Who knows (well at least one person does but that person is not me) but it is certainly something worth thinking about. If Tim Farron had decided to quit weeks in advance of the General Election then the obvious point to resign would be the morning after. Instead he came out and praised the fact we had increased our representation in parliament by 50% compared to the 2015 debacle. So something must have changed and the obvious thing to point at and question is the fact Nick Clegg wasn’t an MP any more.
If we take him at his word though that he decided to walk away in the early days of the campaign then that doesn’t paint him in a good light either. Had he left a fortnight into the campaign, it would have allowed the party a month to put someone else in the spotlight and interim leader. Logically that would have been Nick Clegg but it obviously may not have been. It could have been Norman Lamb.
If a change had happened though it should be done like a band-aid. You pull it off quickly, deal with the stinging and then get on with it. I have written about Tim’s performances in the media during the campaign and they were mixed. Couple of stinkers but also a couple of good ones. He was certainly far better than the Prime Minister (although I admit, that is a pretty low bar) but maybe the damage had already been done.
The party had all the momentum early but it ground to a halt when talking about the gay sex issue and it was something we all knew was going to be something the party (and Tim) had to nip in the bud. The fact they (and he) did not just knee-capped the campaign and when the decision to move away from hope and towards scare tactics happened, it was game set and match for the party to ever hit the 30-40 MP mark that some (maybe many) thought was possible on April 18 when the General Election was called. Was Farron damaged goods or was the party? That is a great question.
When he only just held on to his seat despite the usual boost that party leaders get, that says a lot. Norman Lamb managed to hold on in North Norfolk despite facing real Brexit related challenges. Tom Brake held off the Tories yet again in Carshalton & Wallington. Stephen Lloyd was able to wrestle back Eastbourne despite it being a leave area. Tim Farron is (and I still say is) a very popular constituency MP but he nearly lost. This has to be down in some degree to his performance as leader of the party.
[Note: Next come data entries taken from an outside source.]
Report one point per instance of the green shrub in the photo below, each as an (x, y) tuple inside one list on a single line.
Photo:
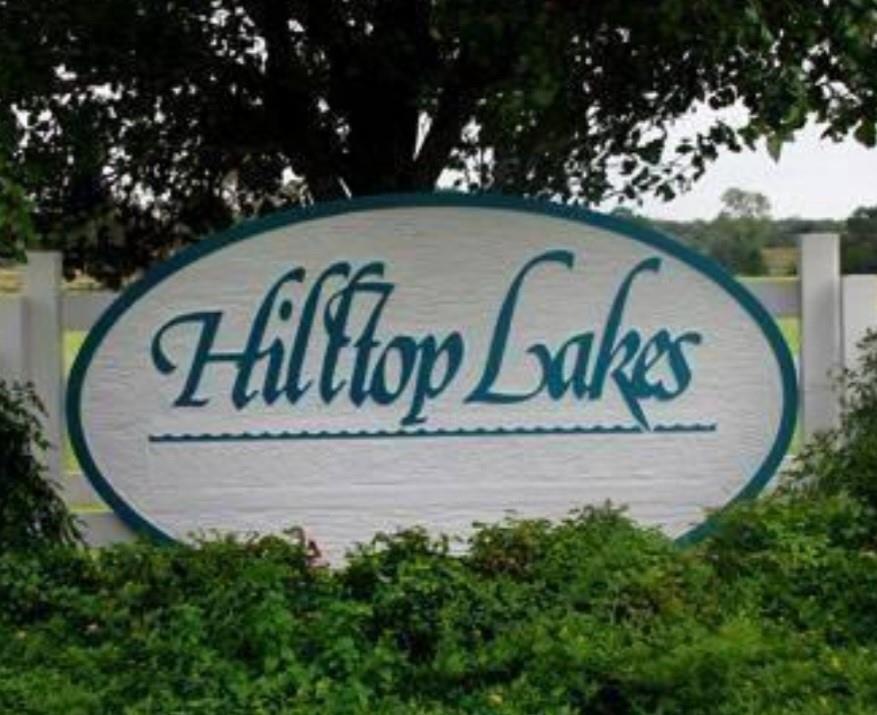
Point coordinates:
[(775, 613), (31, 512)]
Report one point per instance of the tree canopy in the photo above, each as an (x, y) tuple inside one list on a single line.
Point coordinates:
[(136, 127)]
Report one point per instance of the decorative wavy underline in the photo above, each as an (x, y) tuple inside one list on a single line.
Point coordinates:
[(423, 432)]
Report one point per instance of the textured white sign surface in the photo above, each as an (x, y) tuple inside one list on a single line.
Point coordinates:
[(429, 360)]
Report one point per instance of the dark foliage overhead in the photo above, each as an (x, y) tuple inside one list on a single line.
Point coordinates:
[(138, 126)]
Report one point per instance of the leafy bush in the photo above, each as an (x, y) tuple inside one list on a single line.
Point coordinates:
[(775, 613), (31, 512), (845, 460)]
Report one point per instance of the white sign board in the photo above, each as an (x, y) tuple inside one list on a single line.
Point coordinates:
[(433, 360)]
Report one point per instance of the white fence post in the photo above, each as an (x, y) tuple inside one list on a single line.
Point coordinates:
[(859, 314), (11, 338), (821, 345), (43, 347)]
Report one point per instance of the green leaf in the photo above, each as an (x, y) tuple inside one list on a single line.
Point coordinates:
[(775, 146), (866, 133)]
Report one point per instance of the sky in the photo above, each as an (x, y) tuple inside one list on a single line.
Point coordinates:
[(814, 178)]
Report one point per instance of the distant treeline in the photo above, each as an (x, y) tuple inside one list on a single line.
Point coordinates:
[(746, 240)]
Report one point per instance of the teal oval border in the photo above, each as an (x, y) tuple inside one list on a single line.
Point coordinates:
[(249, 229)]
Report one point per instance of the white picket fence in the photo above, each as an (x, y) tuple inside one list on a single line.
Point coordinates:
[(835, 312)]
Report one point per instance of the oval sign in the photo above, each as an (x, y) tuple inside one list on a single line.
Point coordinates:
[(430, 359)]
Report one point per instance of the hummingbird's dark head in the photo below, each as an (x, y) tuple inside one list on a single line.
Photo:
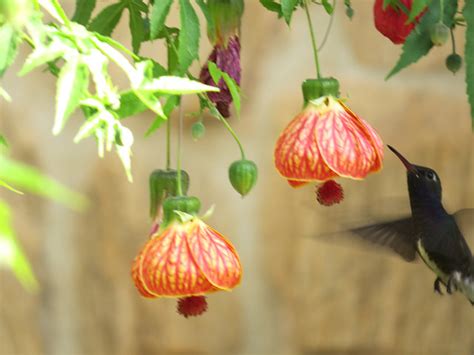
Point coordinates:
[(422, 181)]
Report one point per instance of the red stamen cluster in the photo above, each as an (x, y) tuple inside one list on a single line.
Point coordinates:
[(192, 306), (329, 193)]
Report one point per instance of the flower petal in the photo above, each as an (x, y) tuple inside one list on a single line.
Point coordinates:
[(297, 156), (345, 146), (168, 269), (137, 277), (215, 256)]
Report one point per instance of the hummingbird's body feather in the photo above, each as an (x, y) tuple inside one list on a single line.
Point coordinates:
[(435, 235)]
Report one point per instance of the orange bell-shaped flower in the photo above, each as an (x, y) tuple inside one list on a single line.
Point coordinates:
[(186, 259), (326, 140)]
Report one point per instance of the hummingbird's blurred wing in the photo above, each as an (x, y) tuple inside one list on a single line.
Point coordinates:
[(465, 221), (397, 235)]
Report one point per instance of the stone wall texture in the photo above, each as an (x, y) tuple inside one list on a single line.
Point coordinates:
[(304, 291)]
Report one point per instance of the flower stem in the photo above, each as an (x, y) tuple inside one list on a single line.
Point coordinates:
[(178, 160), (441, 10), (168, 144), (313, 38)]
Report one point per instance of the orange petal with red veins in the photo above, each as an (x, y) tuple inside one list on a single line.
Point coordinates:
[(215, 256), (296, 184), (344, 145), (137, 279), (297, 156), (377, 143), (168, 268)]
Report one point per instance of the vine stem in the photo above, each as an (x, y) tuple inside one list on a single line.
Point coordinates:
[(328, 29), (168, 144), (313, 38), (231, 131), (180, 137)]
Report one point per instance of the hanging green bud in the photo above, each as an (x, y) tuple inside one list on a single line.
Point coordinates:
[(243, 176), (439, 34), (187, 204), (224, 20), (164, 183), (454, 62), (198, 130)]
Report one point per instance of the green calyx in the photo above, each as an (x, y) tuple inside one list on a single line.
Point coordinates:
[(225, 17), (243, 176), (164, 183), (315, 88), (186, 204), (439, 34)]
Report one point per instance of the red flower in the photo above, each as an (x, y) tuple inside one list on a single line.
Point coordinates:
[(392, 21), (186, 259), (192, 306), (327, 140)]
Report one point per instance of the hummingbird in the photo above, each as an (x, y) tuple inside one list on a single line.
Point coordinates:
[(430, 232)]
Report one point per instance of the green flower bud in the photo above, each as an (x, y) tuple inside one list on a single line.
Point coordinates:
[(164, 183), (186, 204), (439, 34), (315, 88), (197, 130), (243, 176), (454, 62)]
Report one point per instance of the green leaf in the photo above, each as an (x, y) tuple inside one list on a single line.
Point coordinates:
[(215, 72), (175, 85), (188, 49), (72, 83), (32, 180), (5, 95), (417, 8), (11, 253), (287, 9), (418, 43), (327, 6), (468, 13), (107, 19), (234, 91), (43, 55), (272, 6), (130, 104), (3, 141), (83, 11), (209, 19), (169, 106), (8, 47), (5, 185), (150, 101), (137, 28), (159, 12)]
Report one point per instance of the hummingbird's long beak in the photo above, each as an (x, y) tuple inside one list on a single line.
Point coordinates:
[(408, 165)]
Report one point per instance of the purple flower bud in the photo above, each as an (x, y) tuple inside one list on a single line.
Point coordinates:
[(227, 59)]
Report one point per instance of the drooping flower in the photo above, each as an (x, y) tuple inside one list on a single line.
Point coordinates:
[(185, 259), (392, 21), (223, 32), (326, 140), (192, 306)]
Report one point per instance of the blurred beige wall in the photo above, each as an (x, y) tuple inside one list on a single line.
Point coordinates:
[(299, 295)]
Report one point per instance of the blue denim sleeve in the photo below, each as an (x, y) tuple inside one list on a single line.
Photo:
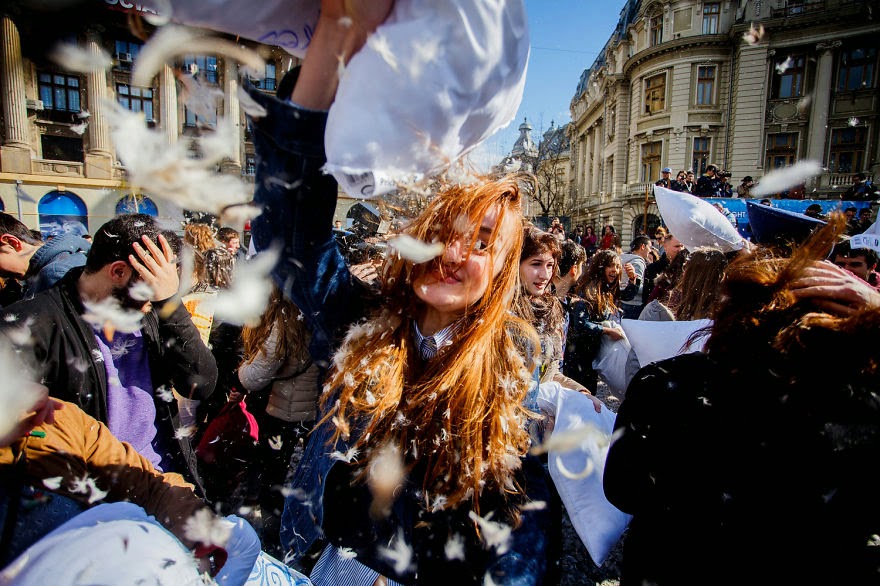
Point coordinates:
[(298, 201)]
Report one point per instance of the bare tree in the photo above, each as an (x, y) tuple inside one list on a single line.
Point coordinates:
[(551, 172)]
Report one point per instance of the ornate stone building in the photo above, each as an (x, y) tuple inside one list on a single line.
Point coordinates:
[(550, 162), (682, 84), (54, 168)]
Maybe had he quit in early May then the party would have been able to wrestle back some of that momentum. I don’t think any party leader should not want to carry on with the job certainly relatively early on in the campaign. Look at Paul Nuttall for example. I do think Tim gave everything but if your heart isn’t deep down in it then people can see that.
I have serious doubts as to whether Tim decided to quit two weeks into the campaign. The timeline just doesn’t fit with how he acted post June 8. If he’s speaking the truth and he knew he was going post General Election and still quit in the Grenfell Tower aftermath then that is not a good look and not a good legacy to leave. People talk about things leaving a bad taste in the mouth, if that is how it went down then bloody hell, that looks terrible.
Lastly he said that his job was to save the party and that it still exists and is moving forward. Well it does still exist but whether it is moving forward is still very much up in the air. The country is clearly veering towards two-party politics once again (more so than two years ago) due to the fact so many LD/Con battles have seen the party move into third behind Labour. Depressingly I don’t see any real recovery unless Brexit is an utter disaster.
Until Jeremy Corbyn gets his chance then the country will want to see what he can do. The next General Election (whenever it will be) will surely see more of a Labour surge and due to the lack of tactical voting prowess of many voters, that will lead to even fewer Lib Dem MPs.
The future’s bright, The future’s orange says a popular advertising slogan. For the Lib Dems though this does not feel accurate at the moment.